MODERATOR: Now the last question.
GEN. LIANG: Let me make some additional comments on the issue raised by Secretary Gates on the Strategic Security Dialogue. There exists quite a number of forms of dialogue between China and the United States. For example, in the economic field, we have had a well-established mechanism and identified a leadership to lead and co-chair the economic dialogues between the two countries. As for the dialogues between the two militaries, every year the two militaries will hold the annual Defense Consultative Talks and I believe this is one form of the dialogues at the strategic level between the two sides. The Chinese side noticed the proposal of Secretary Gates on the conducting of the Strategic Security Dialogue and we are studying that.

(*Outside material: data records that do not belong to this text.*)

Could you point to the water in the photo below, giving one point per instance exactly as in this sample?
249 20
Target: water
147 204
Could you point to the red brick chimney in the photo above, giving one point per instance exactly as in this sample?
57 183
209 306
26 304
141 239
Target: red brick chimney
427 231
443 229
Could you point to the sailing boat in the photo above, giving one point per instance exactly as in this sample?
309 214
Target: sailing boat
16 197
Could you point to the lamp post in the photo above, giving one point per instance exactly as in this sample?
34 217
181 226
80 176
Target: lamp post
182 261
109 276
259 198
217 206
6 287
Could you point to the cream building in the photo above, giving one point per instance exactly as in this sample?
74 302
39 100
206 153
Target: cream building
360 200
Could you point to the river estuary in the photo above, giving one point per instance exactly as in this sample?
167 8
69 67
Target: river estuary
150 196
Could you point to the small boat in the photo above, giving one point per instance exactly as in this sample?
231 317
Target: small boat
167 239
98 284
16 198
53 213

MODERATOR: Now the last question.
Q: From China Radio International. My question goes to Secretary Gates. It has been reported that Pentagon has decided to sell 226 Army tactical missiles to Taiwan. Can you confirm that report and also how does the U.S. side perceive, or look at, the impact of U.S. arms sales to Taiwan on the development of China-U.S. mil-to-mil relations?
SEC. GATES: Well, first of all, clearly it goes without saying the sales have created difficulties between us in the past. If I am correct, the sale that you refer to was actually made under my previous boss, President Bush, in 2008 and announced at that time and the missiles being referred to are air defense missiles, so strictly on the defensive side. They are not tactical surface-to-surface missiles.
MODERATOR: That concludes today’s press conference. Thank you, Secretary. Thank you, Minister.